In July 2022, Burke announced funding that he secured for the public libraries in his district. The funding was used to update the exterior of libraries, update reading materials, and purchase new technology, such as a 3D printer and projector screen.

In July 2022, Burke announced $1 million in funding that he secured for the West Seneca and Orchard Park School Districts. This money is to be used to improve the schools overall safety.

In August 2022, Burke was named chair of the Great Lakes Watershed Task Force. This task force was created by Assembly Speaker Carl E. Heastie.

In September 2022, Burke announced funds secured in the amount of $160,000 for the Lackawanna Fire Department. Announced at Lackawanna Fire Station #3, this funding is to be used to purchase a second set of gear, commonly referred to as turnout gear for all Lackawanna Firefighters.
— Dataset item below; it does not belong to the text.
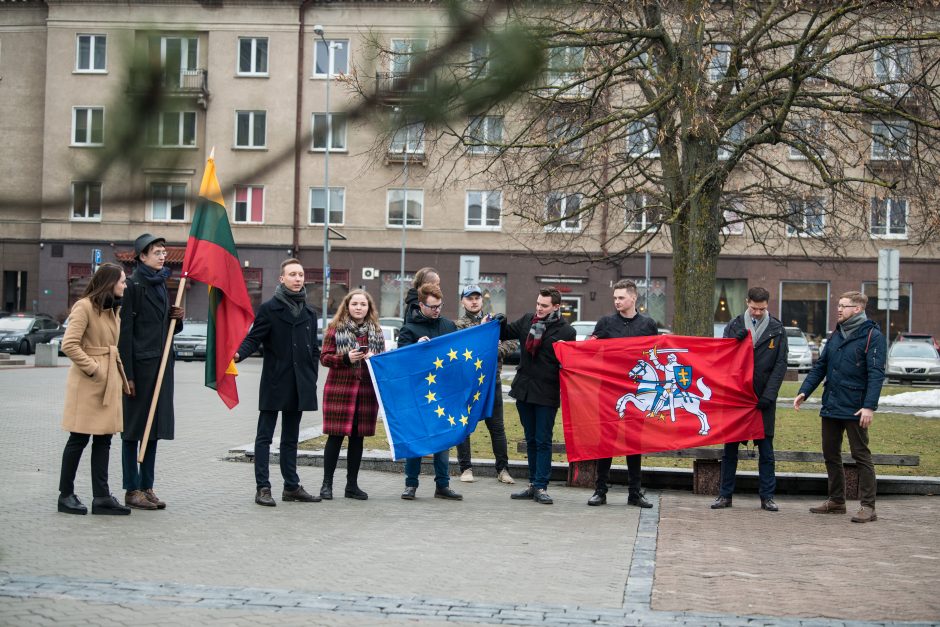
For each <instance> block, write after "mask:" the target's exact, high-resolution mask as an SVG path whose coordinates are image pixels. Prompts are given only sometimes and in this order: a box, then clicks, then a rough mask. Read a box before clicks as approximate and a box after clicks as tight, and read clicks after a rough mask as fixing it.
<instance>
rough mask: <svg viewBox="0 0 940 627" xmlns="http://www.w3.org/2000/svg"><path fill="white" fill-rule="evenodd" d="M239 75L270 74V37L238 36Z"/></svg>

In January 2024, Burke was named chair of the Standing Committee on Cities in the NYS Assembly.

== Controversies ==
In November 2021, Burke announced that he was drafting a bill that would give health insurance companies the option to deny healthcare coverage to unvaccinated people for any COVID-19-related treatments. The bill was deemed highly controversial by multiple elected officials.

In May 2022, former Burke staffers came out against him, saying that they were fired after calling on Burke to speak out against the 2022 Buffalo shooting. Burke's former director of community relations said that Burke had stated "I'm not giving up my seat for this issue". Burke called the comments "bizarre, offensive, and completely off base".